You can use mutilple commands to submit a job to the cluster:

srun to run jobs interactively in real time salloc to run job interactively when resources are available sbatch to submit a batch job when resources are available

Submit a job using srun

To learn more about the srun command, see the official documentation

Usage

The job will start immediately after you execute the srun command. The outputs are returned to the terminal. You have to wait until the job has terminated before starting a new job. This works with ANY command.

Example:

srun hostname

Gif srun_h

Example if an interaction is needed:

module load r
srun --mem 20GB --pty R

Gif srun_R

In this example:

  • --pty: will keep the interaction possible
  • --mem 20GB: will allow 20GB of memory to your job instead of the 2GB by default

Submit a job using salloc

To learn more about the salloc command, see the official documentation

Usage

The job starts when resources are available. The outputs are returned to the terminal. This works with ANY command.

Example:

salloc hostname

Gif srun_h

Submit a job using sbatch

To learn more about the sbatch command, see the official documentation

Usage

The job starts when resources are available. The command only returns the job id. The outputs are sent to file(s). This works ONLY with shell scripts. The batch script may be given to sbatch through a file name on the command line, or if no file name is specified, sbatch will read in a script from standard input.

Gif sbatch

Batch scripts rules

The script can contain srun commands. Each srun is a job step. The script must start with shebang (#!) followed by the path of the interpreter

#!/bin/bash
#!/usr/bin/env python

The execution parameters can be set:

At runtime in the command sbatch

sbatch --mem=40GB bowtie2.sbatch

Or within the shell bowtie2.sbatch itself

#!/bin/bash
#
#SBATCH --mem 40GB
srun bowtie2 -x hg19 -1 sample_R1.fq.gz -2 sample_R2.fq.gz -S sample_hg19.sam
sbatch bowtie2.sbatch

The scripts can contain slurm options just after the shebang but before the script commands → #SBATCH

Note: that the syntax #SBATCH is important and doesn't contain any ! (as in the Shebang)

Advice: We recommend to set as many parameters as you can in the script to keep a track of your execution parameters for a future submission.

Check running jobs informations

List a user's current jobs:

squeue -u <username>

Gif sbatch

The different status are :

  • PENDING : PD

  • RUNNING : R

  • COMPLETED : C

If your job is not displayed, your job is finished (with success or with error).
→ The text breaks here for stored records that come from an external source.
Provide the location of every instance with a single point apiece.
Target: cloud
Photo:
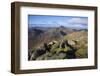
(82, 21)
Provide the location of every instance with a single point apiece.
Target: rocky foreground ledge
(72, 46)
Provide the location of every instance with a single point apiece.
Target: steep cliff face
(58, 43)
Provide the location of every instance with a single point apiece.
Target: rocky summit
(58, 44)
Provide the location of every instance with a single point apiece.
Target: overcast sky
(56, 21)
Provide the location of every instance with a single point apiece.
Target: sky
(56, 21)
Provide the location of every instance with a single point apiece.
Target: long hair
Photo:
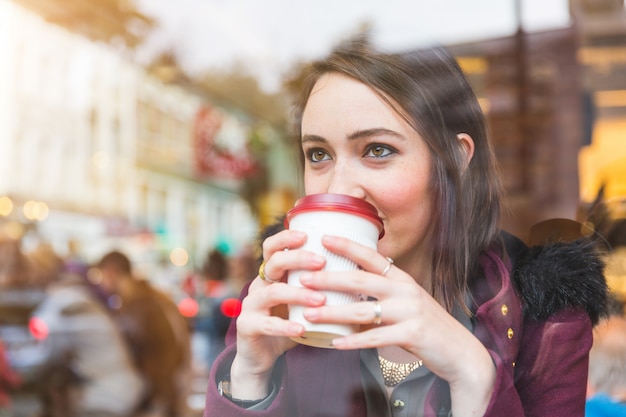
(428, 89)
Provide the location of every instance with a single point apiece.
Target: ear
(467, 143)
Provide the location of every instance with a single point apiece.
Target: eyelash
(369, 149)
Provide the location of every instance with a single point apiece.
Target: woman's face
(355, 143)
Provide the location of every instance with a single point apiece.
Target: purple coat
(541, 356)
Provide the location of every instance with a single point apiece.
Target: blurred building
(556, 106)
(95, 150)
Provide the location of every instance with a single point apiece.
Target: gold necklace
(394, 373)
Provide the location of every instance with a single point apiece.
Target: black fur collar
(560, 275)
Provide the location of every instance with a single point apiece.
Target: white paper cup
(339, 215)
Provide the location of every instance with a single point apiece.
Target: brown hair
(435, 98)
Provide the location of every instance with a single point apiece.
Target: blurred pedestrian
(91, 372)
(212, 289)
(155, 331)
(606, 386)
(9, 379)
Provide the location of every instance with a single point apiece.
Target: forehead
(337, 99)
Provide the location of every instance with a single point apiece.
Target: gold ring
(263, 276)
(388, 267)
(378, 313)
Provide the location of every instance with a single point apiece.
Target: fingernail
(338, 342)
(295, 328)
(310, 314)
(317, 297)
(318, 259)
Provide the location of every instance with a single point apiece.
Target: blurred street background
(144, 144)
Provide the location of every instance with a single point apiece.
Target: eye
(378, 151)
(317, 155)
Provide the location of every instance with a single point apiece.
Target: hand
(411, 319)
(263, 329)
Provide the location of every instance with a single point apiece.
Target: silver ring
(378, 313)
(388, 267)
(265, 277)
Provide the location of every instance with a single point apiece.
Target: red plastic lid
(336, 202)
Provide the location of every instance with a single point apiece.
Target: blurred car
(27, 352)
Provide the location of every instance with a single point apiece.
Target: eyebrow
(359, 134)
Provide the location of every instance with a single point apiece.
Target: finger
(269, 326)
(270, 296)
(275, 267)
(367, 258)
(289, 239)
(359, 282)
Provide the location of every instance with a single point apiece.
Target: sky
(267, 37)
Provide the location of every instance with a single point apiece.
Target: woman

List a user's running jobs:

squeue -u <username> -t RUNNING

List a user's pending jobs:

squeue -u <username> -t PENDING

View accounting information for all user's job for the current day :

sacct --format=JobID,JobName,User,Submit,ReqCPUS,ReqMem,Start,NodeList,State,CPUTime,MaxVMSize%15 -u <username>

View accounting information for all user's job for the 2 last days (it worth an alias) :

sacct -a -S $(date --date='2 days ago' +%Y-%m-%dT%H:%M) --format=JobID,JobName,User%15,Partition,ReqCPUS,ReqMem,State,Start,End,CPUTime,MaxVMSize -u <username>

List detailed job information:

scontrol show -dd jobid=<jobid>

Manage jobs

To cancel/stop a job:

scancel <jobid>

Gif sbatch

To cancel all jobs for a user:

scancel -u <username>

To cancel all pending jobs for a user:

scancel -t PENDING -u <username>

Execution parameters

These parameters are common to the commands srun and sbatch.

Parameters for log

#!/bin/bash
#SBATCH -o slurm.%N.%j.out  # STDOUT file with the Node name and the Job ID
#SBATCH -e slurm.%N.%j.err  # STDERR file with the Node name and the Job ID

Usefull parameters

srun salloc sbatch Description
-p -p --partition Request a specific partition for the resource allocation. Like rpbs, ipop-up, cmpli.
-mem -mem --mem Minimum amount of RAM (exp : 50G for 50 GB of RAM), 2GB by default.
-c -c --cpus-per-task Number of cpus required (per task) 1 by default.
-w -w --nodelist Request a specific list of hosts (exp : cpu-node[130-132]).
-n -n --ntasks Number of tasks to run in this jobs (exp : mpi jobs), 1 by default.
--exclusive --exclusive --exclusive Get an entire node for your jobs. Note that if you don't specified -c, --mem you will have an entire node but use 1 cpu and 2GB of RAM
--gres=gpu:1 --gres=gpu:1 --gres=gpu:1 Request 1 GPU for this jobs

Remark :

  • You can use the variable $SLURM_MEM_PER_NODE in the command line to synchronize the software settings and the resource allocated.
  • You can use the variable $SLURM_CPUS_PER_TASK in the command line to avoid mistake between the resource allocated and the job.
  • A lot more parameters exist within slurm, make sure to check the official documentation.

Use the NVIDIA A100 GPU

Nvidia A100 are some really powerfull card. In order to use them at their full potential we enable the Multi-Instance GPU (MIG) of those card. MIG allow the slurm user to request only a part of the GPU called a slice. Their is 7 slice available per GPU or 7G. We created slices of 1G, 2G, 4G and 7G. You can access them by specifying then withing your gres parameters.

# Get a full A100
--gres=gpu:a100_7g.80gb:1

# Get 4 slices
--gres=gpu:a100_4g.40gb:1

# Get 2 slices
--gres=gpu:a100_2g.20gb:1

# Get 1 slice
--gres=gpu:a100_1g.20gb:1